DUF1220

DUF1220
Domain of unknown function (DUF1220)
Identifiers
Symbol DUF1220
Pfam PF06758
InterPro IPR010630
PROSITE PS51316

DUF1220 is a protein domain of unknown function that shows a striking human-specific increase in copy number and may be important to human brain evolution.[1] The copy number of DUF1220 domains increases generally as a function of a species evolutionary proximity to humans. DUF1220 copy number is highest in human (over 200, with some person-to-person variations). It is reduced in African great apes (estimated 37 copies in chimpanzees), further reduced in orangutan and Old World monkeys, single copy in most non-primate mammals and absent in non-mammals. DUF1220 domains are approximately 65 amino acids in length and are encoded by a two-exon doublet.

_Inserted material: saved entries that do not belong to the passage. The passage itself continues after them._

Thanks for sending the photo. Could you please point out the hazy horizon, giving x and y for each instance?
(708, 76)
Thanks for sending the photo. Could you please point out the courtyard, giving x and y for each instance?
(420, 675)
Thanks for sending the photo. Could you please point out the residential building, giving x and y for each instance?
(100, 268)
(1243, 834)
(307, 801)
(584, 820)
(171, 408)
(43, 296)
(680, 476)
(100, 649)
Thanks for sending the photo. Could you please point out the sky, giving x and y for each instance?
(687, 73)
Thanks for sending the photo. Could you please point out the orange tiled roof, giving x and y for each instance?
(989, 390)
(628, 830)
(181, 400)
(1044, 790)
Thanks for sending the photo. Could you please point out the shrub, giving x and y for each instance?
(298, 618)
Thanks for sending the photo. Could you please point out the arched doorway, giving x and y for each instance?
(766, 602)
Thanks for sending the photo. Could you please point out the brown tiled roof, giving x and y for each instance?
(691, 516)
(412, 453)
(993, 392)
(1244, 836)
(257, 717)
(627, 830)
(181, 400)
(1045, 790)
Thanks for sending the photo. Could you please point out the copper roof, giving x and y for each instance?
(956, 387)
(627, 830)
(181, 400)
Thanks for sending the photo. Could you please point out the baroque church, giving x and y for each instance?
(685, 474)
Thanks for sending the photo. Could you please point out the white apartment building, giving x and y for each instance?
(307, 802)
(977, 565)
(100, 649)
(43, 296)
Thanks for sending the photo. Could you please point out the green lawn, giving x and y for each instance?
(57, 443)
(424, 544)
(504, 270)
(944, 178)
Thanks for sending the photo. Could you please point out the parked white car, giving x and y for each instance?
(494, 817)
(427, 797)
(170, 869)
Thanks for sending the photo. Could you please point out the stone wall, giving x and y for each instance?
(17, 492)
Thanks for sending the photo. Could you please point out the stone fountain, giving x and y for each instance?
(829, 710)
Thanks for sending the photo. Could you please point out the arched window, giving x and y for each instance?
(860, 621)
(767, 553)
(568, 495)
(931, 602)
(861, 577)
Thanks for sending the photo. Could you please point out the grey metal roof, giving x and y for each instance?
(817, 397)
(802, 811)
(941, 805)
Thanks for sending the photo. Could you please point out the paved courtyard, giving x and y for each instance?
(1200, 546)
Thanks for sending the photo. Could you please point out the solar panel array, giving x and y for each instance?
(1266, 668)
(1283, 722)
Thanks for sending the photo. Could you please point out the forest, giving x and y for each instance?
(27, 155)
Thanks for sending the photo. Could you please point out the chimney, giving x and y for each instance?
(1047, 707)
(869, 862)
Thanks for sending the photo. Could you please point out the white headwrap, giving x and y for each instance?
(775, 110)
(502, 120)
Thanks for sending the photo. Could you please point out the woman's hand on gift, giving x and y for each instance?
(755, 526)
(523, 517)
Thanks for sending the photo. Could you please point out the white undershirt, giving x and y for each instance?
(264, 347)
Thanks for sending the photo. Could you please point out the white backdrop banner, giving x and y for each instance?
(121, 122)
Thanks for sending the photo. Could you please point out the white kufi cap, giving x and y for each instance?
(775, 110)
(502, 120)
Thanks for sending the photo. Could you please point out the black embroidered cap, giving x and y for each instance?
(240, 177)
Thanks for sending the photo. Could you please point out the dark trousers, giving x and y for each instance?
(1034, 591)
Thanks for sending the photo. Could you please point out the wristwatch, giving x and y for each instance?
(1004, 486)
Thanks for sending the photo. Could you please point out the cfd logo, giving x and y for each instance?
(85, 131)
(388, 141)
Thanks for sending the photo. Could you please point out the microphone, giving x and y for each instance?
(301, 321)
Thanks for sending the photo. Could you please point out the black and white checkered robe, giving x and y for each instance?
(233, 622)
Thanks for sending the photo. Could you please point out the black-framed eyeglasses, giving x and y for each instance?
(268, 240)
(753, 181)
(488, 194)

In the human genome DUF1220 sequences are located primarily on chromosome 1 in region 1q21.1, with several copies also found at 1p36, 1p13.3, and 1p12. Sequences encoding DUF1220 domains show signs of positive selection, especially in primates, and are expressed in several human tissues including brain, where their expression is restricted to neurons.[1]

Contents

DUF1220 History

The gene showing a human-specific increase in DUF1220 copy number was first identified as the result of a genome-wide array CGH study of lineage-specific copy number differences between human and great ape species.[2] The study found 134 genes that showed human lineage-specific increases in copy number, one of which, MGC8902 (also known as NBPF15, cDNA IMAGE:843276), encoded 6 DUF1220 domains.[1] DUF1220 protein domains are found almost exclusively in the NBPF gene family (which includes the MGC8902 gene), which was independently identified as a result of the first member of this family being disrupted in an individual with neuroblastoma.[3] MGC8902 and similar sequences appear 49 times in the human reference genome. Almost all of these 49 occurrences lie in the regions 1q21.1 and 1q21.2 of chromosome 1, and many of them are now defined as distinct genes within the NBPF family. The ancestral DUF1220 domain is not part of the NBPF family but rather is found as a single copy within the PDE4DIP (Myomegalin) gene. PDE4DIP encodes a centrosomal protein and is a homolog of CDK5RAP2, a gene that lacks DUF1220 sequences and, when mutated, has been implicated in microcephaly.[4][5]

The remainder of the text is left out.